Hartley Magazine

All the latest news, hints, tips and advice from our experts

Fruity stories!

Many gardeners have suffered poor fruit crops this season– especially apples; a complete contrast to last year when the cold winter and warm spring produced bumper yields. Poor cropping was caused primarily by wet weather affecting pollination and cool dull conditions for most of the year and we have and we have no control over that! Alternate bumper years then poor cropping is a regular phenomenon among apples, pears and plums which produce prolifically one year and have a rest the next – cropping heavily is exhausting and they take a year out to recuperate. One way of avoiding this is to thin crops, improving the fruit size and quality. You have fewer, larger fruit but this stops trees from going into a cycle of biennial cropping and barren years. It also allows sunlight to flood among the branches ensuring even ripening and stops branches from breaking due to the excess weight of the crop. There is a natural shedding of fruit, particularly among apples, known as ‘June drop’, you can start thinning after this and finish by mid to late July. Cooking apples should be thinned to 15-23cm (6-9”) or a about a hand span apart; dessert apples and pears every (4-6”). Remove the mis-shapen fruit at the centre of the cluster and any which are damaged or blemished. Plums which are prone to over cropping (particularly ‘Victoria’), should be thinned to be 5-10cm (2-4”) apart; even after thinning, large branches often need staking. The temptation is to ‘cash in’ on good years and not to thin, it somehow goes against a gardeners’ instinct but it is better in the long term if you do. I was fortunate enough to have a reasonable crop of apples because ‘cordon’s do not place huge demands on the plant to produce massive crops, having twenty four different varieties packed into my garden, ensures that there’s plenty of opportunity for pollination. ‘Brownlees Russet’ performs consistently well, (that’s the one in the picture!). It is a sweet, fruity ‘local’ variety, bred only five miles away, which inevitably thrives in these conditions. The other apples which cropped well this year were the West Country varieties of cider apples and Cornish varieties which are later flowering and used to growing in humid and wetter conditions.
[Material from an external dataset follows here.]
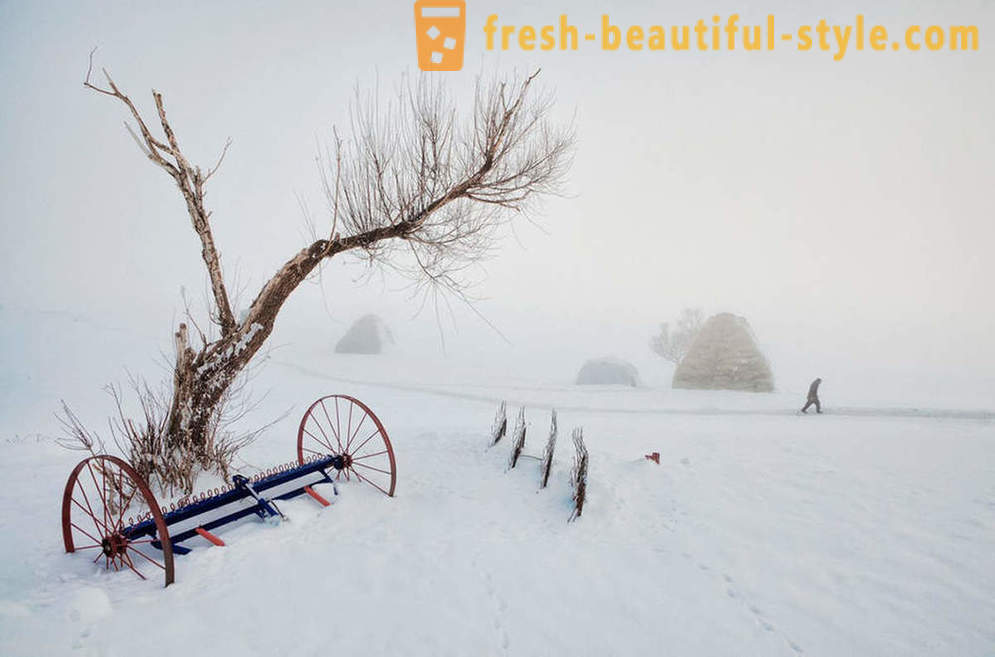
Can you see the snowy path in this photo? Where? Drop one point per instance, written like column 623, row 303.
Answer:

The foliage of squashes and pumpkins has now died back – it’s been bad for powdery mildew again this year, so all of the leaves and stems will be disposed of away from the garden, in the green recycling bin. The fruits need drying before storing, so raise them on tiles above the soil and turn the fruit so that all sides are ripened. Leave them in the sun for two or three weeks so the skin hardens, covering them with cloches to prevent frost damage; alternatively cut them and ripen on the greenhouse bench; ripe fruits sound hollow, when they are tapped – they can then be stored in a cool frost free place for eating, or enjoyed at Halloween.